A College’s “Admit Rate” Doesn’t Mean What You Think
Those of us with an interest in the college admissions process, applicants and their families, college admission professionals on both sides of the desk, and the vast industry that these participants support, are complicit in the perpetuation of a dreadfully unhealthy paradigm.
“Admit Rate” has become synonymous with quality. This is highly unfortunate, since the correlation is tenuous, at best, and the statistic itself is easily susceptible to manipulation. We reward colleges for low admit rates and then allow the numbers to intimidate us.
Two decades ago, one college rep said to me “Sadly, a college is considered ‘good’ if it disappoints many of the kids who apply to it.” So, by extension, a college is considered “superior” if it disappoints nearly all who apply. Following that logic, then, wouldn’t the “best” college simply admit no one?
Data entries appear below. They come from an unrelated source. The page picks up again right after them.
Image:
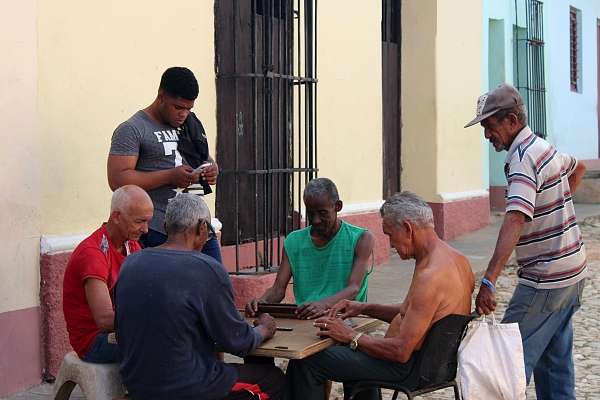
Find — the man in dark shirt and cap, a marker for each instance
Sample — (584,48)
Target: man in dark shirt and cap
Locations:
(174,306)
(163,149)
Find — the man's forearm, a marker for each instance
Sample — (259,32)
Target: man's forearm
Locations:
(147,180)
(384,312)
(507,240)
(576,176)
(272,295)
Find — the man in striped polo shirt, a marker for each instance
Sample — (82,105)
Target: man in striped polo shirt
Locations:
(540,224)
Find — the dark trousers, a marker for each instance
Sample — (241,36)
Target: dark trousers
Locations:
(102,352)
(306,378)
(155,238)
(258,378)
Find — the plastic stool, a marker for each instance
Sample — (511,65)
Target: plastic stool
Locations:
(97,381)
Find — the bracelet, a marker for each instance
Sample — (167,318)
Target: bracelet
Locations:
(485,281)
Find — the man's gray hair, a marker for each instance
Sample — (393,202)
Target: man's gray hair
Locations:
(407,206)
(519,110)
(184,211)
(321,187)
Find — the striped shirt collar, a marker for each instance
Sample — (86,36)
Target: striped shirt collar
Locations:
(520,138)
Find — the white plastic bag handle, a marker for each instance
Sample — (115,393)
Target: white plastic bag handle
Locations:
(483,319)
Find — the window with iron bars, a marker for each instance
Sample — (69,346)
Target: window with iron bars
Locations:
(575,49)
(266,62)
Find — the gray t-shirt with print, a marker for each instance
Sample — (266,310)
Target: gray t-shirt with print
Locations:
(155,145)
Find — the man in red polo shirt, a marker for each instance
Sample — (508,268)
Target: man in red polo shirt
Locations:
(92,272)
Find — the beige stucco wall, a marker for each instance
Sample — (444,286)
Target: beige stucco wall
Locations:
(458,80)
(19,158)
(349,98)
(440,85)
(100,62)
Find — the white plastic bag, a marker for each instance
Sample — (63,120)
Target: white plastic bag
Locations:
(491,363)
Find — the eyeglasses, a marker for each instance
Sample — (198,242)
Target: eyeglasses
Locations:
(209,227)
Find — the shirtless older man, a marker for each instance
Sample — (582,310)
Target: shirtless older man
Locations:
(442,284)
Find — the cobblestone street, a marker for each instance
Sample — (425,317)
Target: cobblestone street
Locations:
(386,289)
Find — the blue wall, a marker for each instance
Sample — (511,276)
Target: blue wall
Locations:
(572,116)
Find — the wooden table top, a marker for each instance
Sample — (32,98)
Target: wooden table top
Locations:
(302,341)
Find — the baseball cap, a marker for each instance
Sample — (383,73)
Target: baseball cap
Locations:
(503,97)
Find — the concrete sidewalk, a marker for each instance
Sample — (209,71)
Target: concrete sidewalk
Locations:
(390,282)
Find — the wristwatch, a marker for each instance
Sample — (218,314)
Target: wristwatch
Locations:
(354,342)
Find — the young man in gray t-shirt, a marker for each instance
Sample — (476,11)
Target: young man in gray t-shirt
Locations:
(144,152)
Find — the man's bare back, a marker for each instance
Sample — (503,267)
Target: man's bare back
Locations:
(442,284)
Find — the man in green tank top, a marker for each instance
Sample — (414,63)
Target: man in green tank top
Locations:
(328,259)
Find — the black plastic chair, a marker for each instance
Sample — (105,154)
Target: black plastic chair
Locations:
(436,363)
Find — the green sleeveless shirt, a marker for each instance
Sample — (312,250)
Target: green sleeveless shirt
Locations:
(320,272)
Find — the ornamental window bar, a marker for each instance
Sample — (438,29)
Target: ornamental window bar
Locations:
(529,65)
(266,65)
(575,49)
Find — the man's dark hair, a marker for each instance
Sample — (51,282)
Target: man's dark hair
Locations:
(320,187)
(179,82)
(519,110)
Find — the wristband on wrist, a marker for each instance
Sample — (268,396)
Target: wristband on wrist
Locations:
(489,284)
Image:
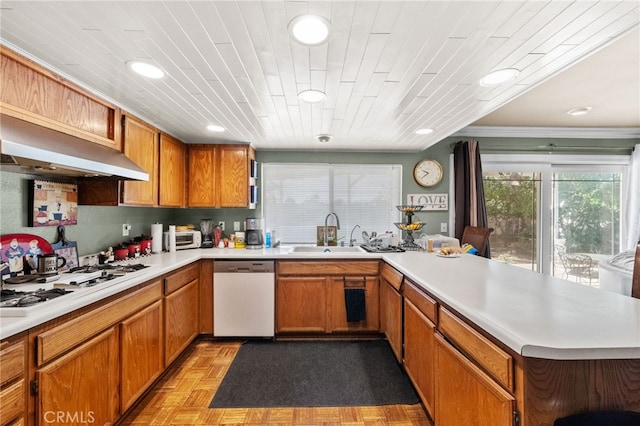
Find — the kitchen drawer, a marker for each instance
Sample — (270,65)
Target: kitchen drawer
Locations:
(12,357)
(496,362)
(424,303)
(184,276)
(324,268)
(392,276)
(12,402)
(58,340)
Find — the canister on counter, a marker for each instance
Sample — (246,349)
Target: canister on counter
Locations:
(239,240)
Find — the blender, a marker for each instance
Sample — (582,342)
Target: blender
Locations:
(206,229)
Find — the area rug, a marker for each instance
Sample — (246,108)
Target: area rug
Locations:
(314,374)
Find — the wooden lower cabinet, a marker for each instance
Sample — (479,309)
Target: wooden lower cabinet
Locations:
(371,288)
(82,386)
(465,394)
(13,388)
(420,355)
(301,305)
(391,308)
(140,353)
(181,306)
(310,296)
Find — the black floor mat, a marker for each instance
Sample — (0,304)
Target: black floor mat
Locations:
(314,374)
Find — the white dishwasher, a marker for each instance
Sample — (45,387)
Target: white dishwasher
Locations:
(243,298)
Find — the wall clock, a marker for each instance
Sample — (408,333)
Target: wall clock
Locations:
(427,173)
It really started with US News and World Report. A reliance on “admit rate” and “yield” as cornerstones of their rankings methodology fueled a frenetic process that has engulfed us. We have not only sipped the “Admit Rate” Kool Aid, we have filled the Croton Harmon reservoir with it. It is the epitome of irony to me that US News and World Report, a highly respected business magazine, ceased publication in December 2010, yet its annual college rankings issue continues to flourish.
I rarely ask boys to rank order their college lists, since it is usually an exercise that leaves me frustrated and forlorn. Invariably, the boy’s list shows a nearly perfect correlation with the admit rates of the schools on the list. I get it. Boys (and their parents) routinely announce: “I just want to go to the best school I can get into.” But the sole criterion seems to be selectivity—someone else’s “best.” Looked at from only a slightly different perspective, the applicant is saying that the only “good” schools are ones that will not admit him.
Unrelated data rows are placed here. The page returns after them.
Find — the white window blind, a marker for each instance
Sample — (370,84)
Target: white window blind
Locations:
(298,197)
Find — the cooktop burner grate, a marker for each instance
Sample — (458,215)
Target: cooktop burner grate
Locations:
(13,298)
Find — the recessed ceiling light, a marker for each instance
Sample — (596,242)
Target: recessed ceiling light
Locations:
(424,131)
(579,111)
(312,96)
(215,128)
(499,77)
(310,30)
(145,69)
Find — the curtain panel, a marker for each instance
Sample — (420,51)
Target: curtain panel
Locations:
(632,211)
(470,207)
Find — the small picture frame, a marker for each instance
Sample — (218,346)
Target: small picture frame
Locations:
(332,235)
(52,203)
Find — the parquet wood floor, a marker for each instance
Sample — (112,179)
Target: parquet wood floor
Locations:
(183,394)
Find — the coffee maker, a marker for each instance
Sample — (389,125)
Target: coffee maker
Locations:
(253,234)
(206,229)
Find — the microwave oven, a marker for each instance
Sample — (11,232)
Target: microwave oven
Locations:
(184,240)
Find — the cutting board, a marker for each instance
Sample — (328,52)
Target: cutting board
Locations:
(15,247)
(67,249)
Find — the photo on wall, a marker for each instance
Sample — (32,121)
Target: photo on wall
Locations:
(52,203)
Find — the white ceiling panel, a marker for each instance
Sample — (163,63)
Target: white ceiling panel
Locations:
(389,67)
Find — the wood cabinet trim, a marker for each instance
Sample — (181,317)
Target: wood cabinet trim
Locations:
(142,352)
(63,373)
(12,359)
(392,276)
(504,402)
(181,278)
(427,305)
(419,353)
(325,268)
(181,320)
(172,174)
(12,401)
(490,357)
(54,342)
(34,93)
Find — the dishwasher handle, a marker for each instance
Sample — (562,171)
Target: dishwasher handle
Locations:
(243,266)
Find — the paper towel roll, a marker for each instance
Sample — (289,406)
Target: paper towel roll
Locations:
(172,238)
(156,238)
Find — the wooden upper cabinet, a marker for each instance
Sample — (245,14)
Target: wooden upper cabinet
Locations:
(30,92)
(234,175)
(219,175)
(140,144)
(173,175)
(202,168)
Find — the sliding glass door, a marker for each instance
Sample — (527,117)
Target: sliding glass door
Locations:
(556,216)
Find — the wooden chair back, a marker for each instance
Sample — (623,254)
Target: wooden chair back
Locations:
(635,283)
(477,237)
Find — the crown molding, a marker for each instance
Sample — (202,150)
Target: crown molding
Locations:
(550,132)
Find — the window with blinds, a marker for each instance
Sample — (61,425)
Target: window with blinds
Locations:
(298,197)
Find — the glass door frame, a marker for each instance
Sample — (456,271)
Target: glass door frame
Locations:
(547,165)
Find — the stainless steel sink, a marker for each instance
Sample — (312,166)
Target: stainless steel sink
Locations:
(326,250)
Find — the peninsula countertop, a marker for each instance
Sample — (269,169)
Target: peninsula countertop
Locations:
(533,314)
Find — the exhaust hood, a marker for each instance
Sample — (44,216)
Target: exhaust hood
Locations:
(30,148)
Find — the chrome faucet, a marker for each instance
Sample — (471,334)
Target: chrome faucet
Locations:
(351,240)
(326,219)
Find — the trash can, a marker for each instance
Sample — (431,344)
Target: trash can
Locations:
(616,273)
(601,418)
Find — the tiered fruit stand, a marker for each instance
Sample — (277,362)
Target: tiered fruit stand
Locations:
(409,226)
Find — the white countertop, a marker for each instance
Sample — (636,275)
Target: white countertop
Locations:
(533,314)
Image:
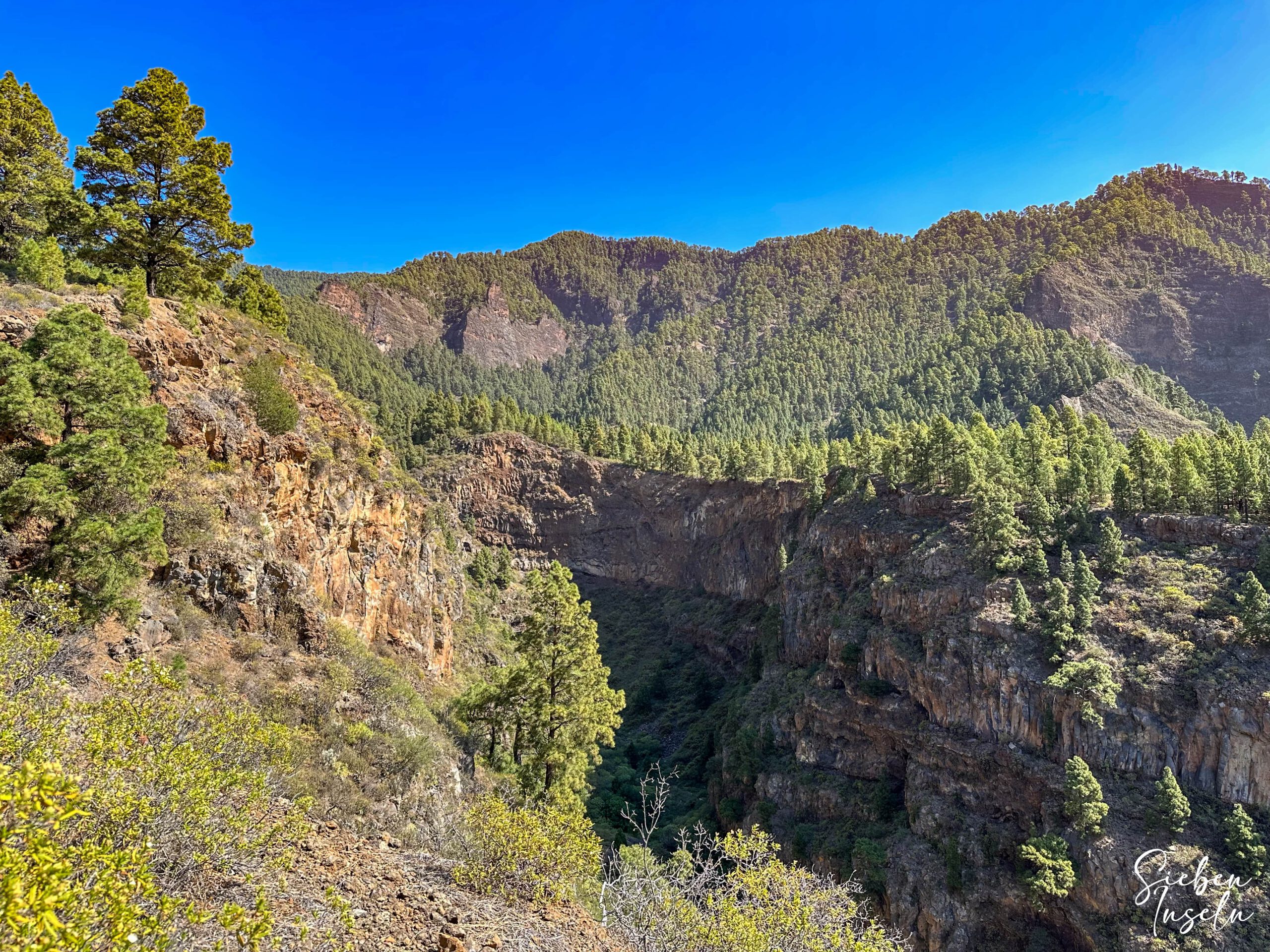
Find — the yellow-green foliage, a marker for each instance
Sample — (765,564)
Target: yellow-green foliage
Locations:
(191,776)
(60,890)
(126,803)
(734,894)
(1051,874)
(540,853)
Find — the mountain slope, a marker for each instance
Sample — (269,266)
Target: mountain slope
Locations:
(844,329)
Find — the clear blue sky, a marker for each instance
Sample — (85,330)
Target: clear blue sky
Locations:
(370,134)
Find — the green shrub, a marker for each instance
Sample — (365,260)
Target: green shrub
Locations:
(251,294)
(1170,810)
(1051,874)
(276,408)
(42,263)
(136,301)
(1083,803)
(91,446)
(1244,849)
(539,853)
(1091,682)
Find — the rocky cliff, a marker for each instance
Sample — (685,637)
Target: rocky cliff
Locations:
(1174,309)
(294,530)
(487,332)
(623,524)
(902,670)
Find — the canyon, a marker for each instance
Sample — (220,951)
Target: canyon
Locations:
(907,672)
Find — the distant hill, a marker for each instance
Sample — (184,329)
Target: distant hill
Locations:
(844,329)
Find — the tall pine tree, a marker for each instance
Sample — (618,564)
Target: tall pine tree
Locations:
(157,187)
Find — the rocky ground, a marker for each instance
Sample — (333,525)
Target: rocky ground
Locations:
(403,899)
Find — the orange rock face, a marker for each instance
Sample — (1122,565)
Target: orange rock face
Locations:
(314,525)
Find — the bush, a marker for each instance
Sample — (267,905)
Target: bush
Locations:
(276,409)
(1091,682)
(136,301)
(1083,803)
(733,894)
(255,298)
(42,263)
(91,446)
(159,795)
(59,890)
(538,853)
(1244,849)
(1170,810)
(1052,875)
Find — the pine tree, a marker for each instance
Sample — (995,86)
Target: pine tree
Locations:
(1124,492)
(994,526)
(1171,810)
(1057,619)
(1083,803)
(136,302)
(1085,588)
(255,298)
(1020,607)
(1244,851)
(35,180)
(1066,567)
(1254,608)
(158,192)
(1112,549)
(89,446)
(42,263)
(1040,515)
(558,692)
(1051,874)
(1035,563)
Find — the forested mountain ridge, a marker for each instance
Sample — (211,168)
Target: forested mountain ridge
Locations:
(847,328)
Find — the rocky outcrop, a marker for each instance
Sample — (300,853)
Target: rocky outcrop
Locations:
(945,697)
(1169,307)
(623,524)
(492,337)
(303,529)
(391,319)
(1124,408)
(488,333)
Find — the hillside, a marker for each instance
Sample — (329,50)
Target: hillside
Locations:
(876,705)
(826,334)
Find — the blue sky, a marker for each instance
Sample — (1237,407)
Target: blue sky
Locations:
(370,134)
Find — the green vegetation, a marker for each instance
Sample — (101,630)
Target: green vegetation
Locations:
(275,407)
(1082,801)
(1020,607)
(1254,608)
(1112,559)
(1245,853)
(548,714)
(1091,682)
(157,192)
(42,263)
(541,853)
(35,180)
(1170,810)
(1051,875)
(728,894)
(251,294)
(85,448)
(120,812)
(136,302)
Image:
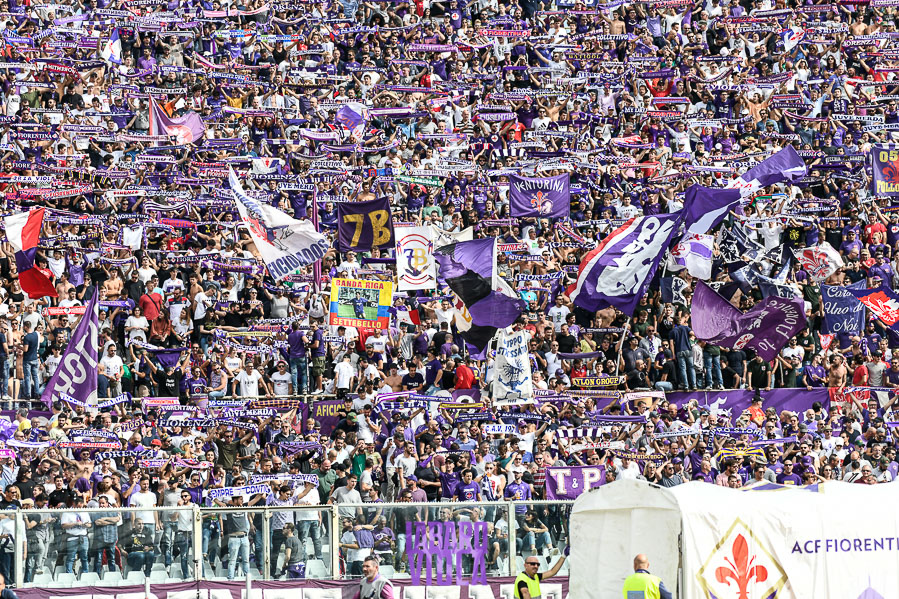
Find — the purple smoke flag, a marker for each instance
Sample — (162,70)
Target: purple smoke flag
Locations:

The best way to evaluate a school would be to spend a semester there as a full-time matriculated student. That’s unrealistic, however, so the trick is to figure out what characteristics matter to you. Rankings are an easy solution, but by their very nature they encourage applicants to leave themselves out of the equation and focus solely on quantifiable factors that are only loosely associated with the undergraduate experience.
In my College Prep classes and my College Night presentations, I do a quick math review on admit rate. It’s a simple quotient: number of students admitted divided by number who applied. In order to lower the admit rate, you need to admit fewer kids or get more to apply. The former leads to a revenue shortfall. The latter is the way to go.
Suppose we are the admissions office at a small, perfectly nice liberal arts college somewhere in rural America. We have 500 seats in the freshman class and we typically receive 2,000 applications. We admit 1,500 of those students in order to fill the class, since two of every three will choose another offer. That gives us an admit rate of 75% and a yield of 33%. Our faculty like the kids we bring in and the model appears sustainable.
Our Board of Trustees, however, feels that we should appear more competitive and has instructed us to lower the admit rate. Our simplest strategy would be to contact the College Board and/or ACT and order the names and email addresses of, say, 10,000 students, at 47¢ apiece. We send those kids an email congratulating them on their academic achievement and inviting them to apply to our fine school. We tell them how much we love them and how much we are looking forward to enrolling them. We waive the application fee and the essay; all they have to do is click the link.
Understand that we don’t need these kids; we don’t even have to like them; they don’t need to be good, or even satisfactory, candidates. All we need them to do is click. If we can get 1,000 of them to do that, then we have 3,000 applications. We admit the same 1,500 we would have, but now our admit rate is 50%. We have become more competitive and, therefore, “better” by changing nothing about our school.
Two years ago, the Dean of Admission at a top research university told me they would be cutting back on high school visits and re-directing the travel budget to buy more names from the College Board. This really happens because it really works.
Suppose instead, we start a round of binding early decision (ED). If we can get 500 of those kids to apply ED and we take 250 of them, then we only need to admit 750 in the regular pool to fill the class. Once again, our admit rate has dropped to 50% (1,000/2,000), but in this scenario, our “yield” has also risen from 33% to 50%.
Selective colleges and universities have been increasing the number of seats they fill with ED and that pace accelerated this year. (More on this in the next blog!) Using only one offer of admission to fill a space keeps their precious admit rate as low as possible while simultaneously locking in qualified candidates. Filling 50% of a class early is now de rigeur, and a number of selective schools came in closer to 75% this year. That invariably forces the regular decision admit rate to plummet, which, of course, is precisely the point.